Image: PD
1. ASA class and LOS are significant predictors of 30-day readmission after surgical procedures.
2. A prediction model created by authors based on the factors above can be used to identify patients with higher risk of readmission.
Evidence Rating Level: 2 (Good)
Study Rundown: This study evaluated factors associated with increased postoperative 30-day readmission rates, which are now used for adjusting rates of Medicare reimbursement. Multiple variables, including type of surgery, patient comorbidities and post-procedure complications were associated with higher risk of readmission. Multivariate analysis demonstrated that ASA class and length of hospital stay were most significantly associated and were used to create a readmission score as a predictive model for readmission risk. This study included data from a large number of patients across over three hundred hospitals collected by the American College of Surgeons. However, the ACS-NSQIP records 30-day post-surgery readmission rates rather than post-discharge rates, creating an “immortal person-time bias” or time during which a patient cannot be readmitted as they are still at the hospital. This study was limited by the fact that only patients with LOS shorter than 10 days were included in the analysis, likely skewing the sample towards healthier, younger patients undergoing elective procedures.

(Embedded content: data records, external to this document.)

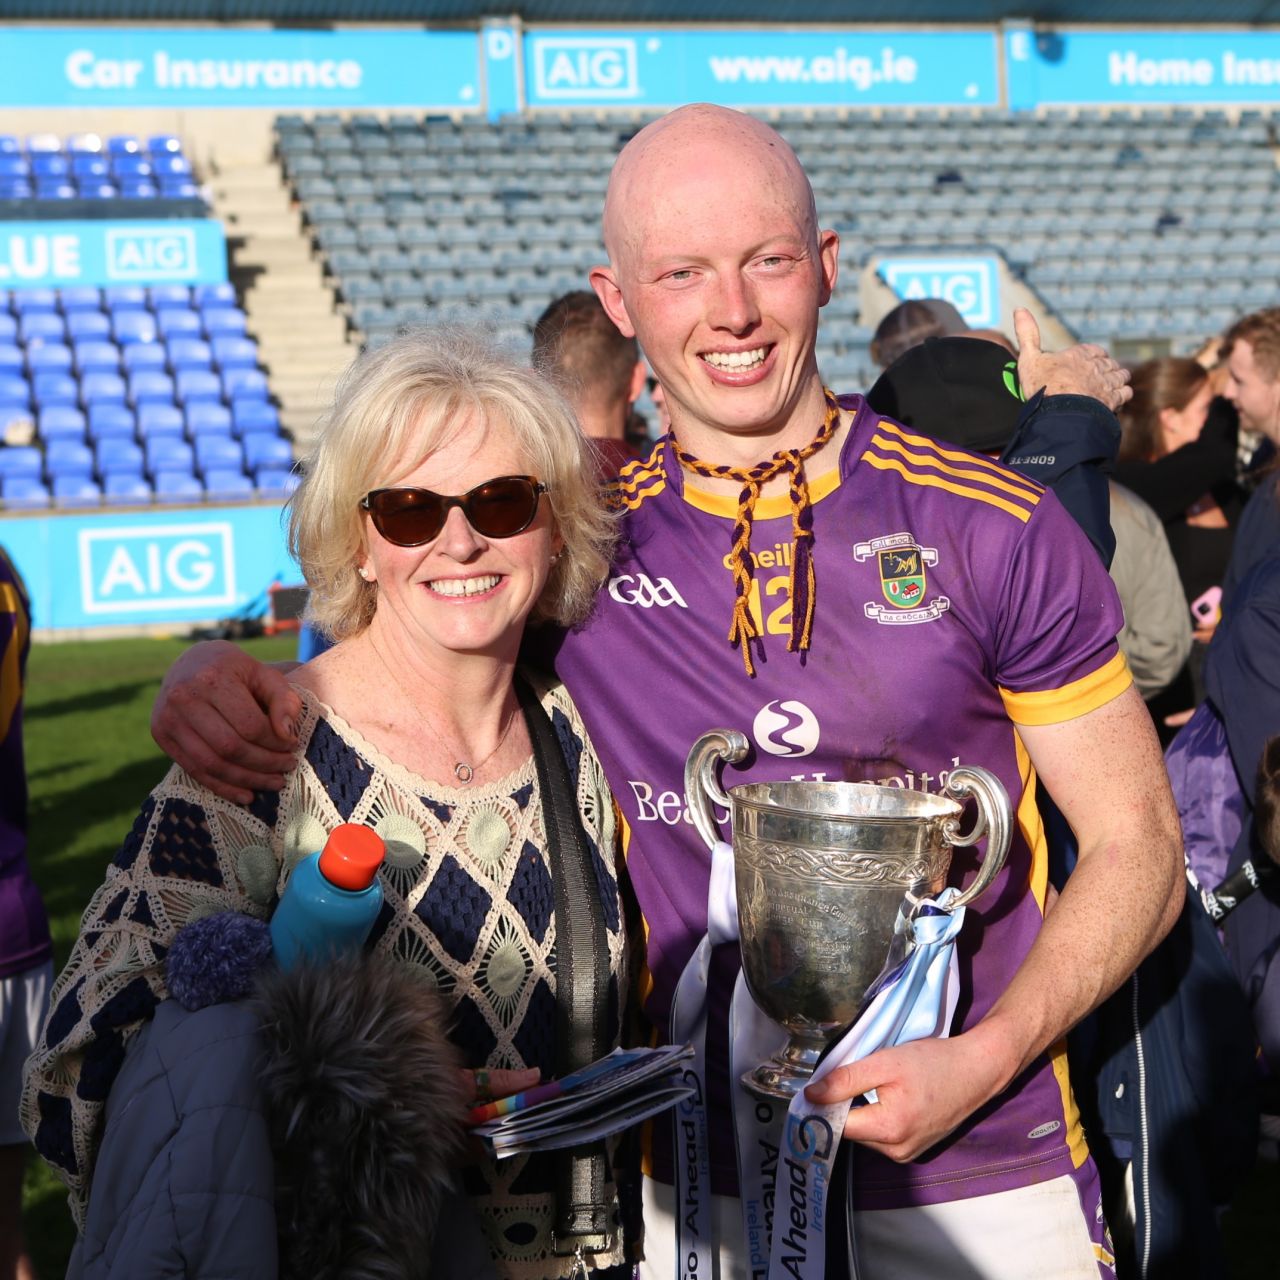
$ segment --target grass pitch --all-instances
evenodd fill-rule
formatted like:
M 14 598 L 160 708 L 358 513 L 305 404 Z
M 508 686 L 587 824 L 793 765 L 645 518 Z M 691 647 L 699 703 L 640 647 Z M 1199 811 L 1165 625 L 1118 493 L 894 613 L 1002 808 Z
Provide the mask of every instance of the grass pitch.
M 138 806 L 168 767 L 151 740 L 151 703 L 185 640 L 104 640 L 33 648 L 26 699 L 31 865 L 61 969 L 80 916 L 102 883 Z M 292 636 L 251 640 L 255 657 L 294 656 Z M 1280 1166 L 1262 1164 L 1222 1231 L 1235 1280 L 1275 1275 L 1271 1237 Z M 32 1158 L 24 1212 L 41 1280 L 62 1276 L 75 1240 L 62 1184 Z M 144 1278 L 139 1277 L 139 1280 Z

Click to read the study in Annals of Surgery
Relevant Reading: Rehospitalizations among patients in the Medicare fee-for-service program
In-Depth [retrospective cohort]: This study enrolled 162,159 surgical patients whose records were collected by American College of Surgeons National Surgical Quality Improvement Program (ACS-NSQIP) in 2011. Patients undergoing general, upper GI, hepatopancreatobiliary, small and large intestine, vascular and thoracic procedures were included in the analysis. Because the ACS-NSQIP records 30-day readmission rates with respect to the index procedure rather than the discharge date, participants with length of hospital stay lasting longer than 10 days were excluded. This avoided possible cases with post-procedure LOS close to 30-days, with quick post-discharge readmissions missed by the ACS-NSQIP. Hospital stay over 10 days was associated with significantly increased rates of complications (65% vs. 10.5%), mortality (3.25% vs. 0.45%) and readmission (16.1% vs. 7.8%). The risk of 30-day readmission rate varied with the type of surgery and within each surgical subspecialty, but overall was 7.8%. Readmission was correlated with patient ASA class and specific comorbidities. Patients transferred from an outside hospital, patients with postoperative complications and those with longer LOS had an increased rate of readmission. Iterative multivariable regression established that ASA class and LOS were the most significant predictors of readmission. These two variables were used to create a predictive readmission score, which was validated using a smaller random cohort from the same population.